Slow Event Processing Rate causing huge backlog on the processors

Hello,

We are using Axon Framework 4.10.1
Our Application contains 3 saga processors which are lagging behind by almost 110 Million events. The latency metric shows that it’s almost 6 days behind the current timestamp.
I have tried to increase the batching size and played around with configuration properties of a pooled streaming event processors, spliting and merging the segments, but nothing seems to reduce the lag.

The application is running on a kubernetes cluster with 20 replicas.

The configurations for the Sagas are as follows.
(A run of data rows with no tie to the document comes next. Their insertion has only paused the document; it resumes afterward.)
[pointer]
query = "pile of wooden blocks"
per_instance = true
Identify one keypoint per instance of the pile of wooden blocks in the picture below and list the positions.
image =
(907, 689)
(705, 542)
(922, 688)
`Function<String, ScheduledExecutorService> coordinatorExecutorBuilder =
name → Executors.newScheduledThreadPool(
1,
Thread.ofVirtual().name("[PSP] Coordinator - " + name, 0).factory()
);

Function<String, ScheduledExecutorService> workerExecutorBuilderExtended =
name → Executors.newScheduledThreadPool(
100,
Thread.ofVirtual().name("[PSP] Worker extended - " + name, 0).factory()
);`

Saga #1

    EventProcessingConfigurer.PooledStreamingProcessorConfiguration pspConfigExtended =
        (config, builder) -> builder
            .coordinatorExecutor(coordinatorExecutorBuilder)
            .workerExecutor(workerExecutorBuilderExtended)
            .initialSegmentCount(2)
            .batchSize(100)
            .tokenClaimInterval(10000)
            .claimExtensionThreshold(15000)
            .enableCoordinatorClaimExtension();

Saga #2

EventProcessingConfigurer.PooledStreamingProcessorConfiguration pspConfigForDemandSaga =
    (config, builder) -> builder
        .coordinatorExecutor(coordinatorExecutorBuilder)
        .workerExecutor(workerExecutorBuilderExtended)
        .initialSegmentCount(2)
        .batchSize(1000)
        .tokenClaimInterval(10000)
        .claimExtensionThreshold(15000)
        //.maxClaimedSegments(16) // enable if needed
        .enableCoordinatorClaimExtension();

Saga #3

EventProcessingConfigurer.PooledStreamingProcessorConfiguration pspConfigForRecordSaga =
    (config, builder) -> builder
        .coordinatorExecutor(coordinatorExecutorBuilder)
        .workerExecutor(workerExecutorBuilderExtended)
        .initialSegmentCount(2)
        .batchSize(500)
        .tokenClaimInterval(10000)
        .claimExtensionThreshold(15000)
        .enableCoordinatorClaimExtension();

We are using Postgres as our event store, the system metrics and query metrics on the DB show that DB isn’t the problem.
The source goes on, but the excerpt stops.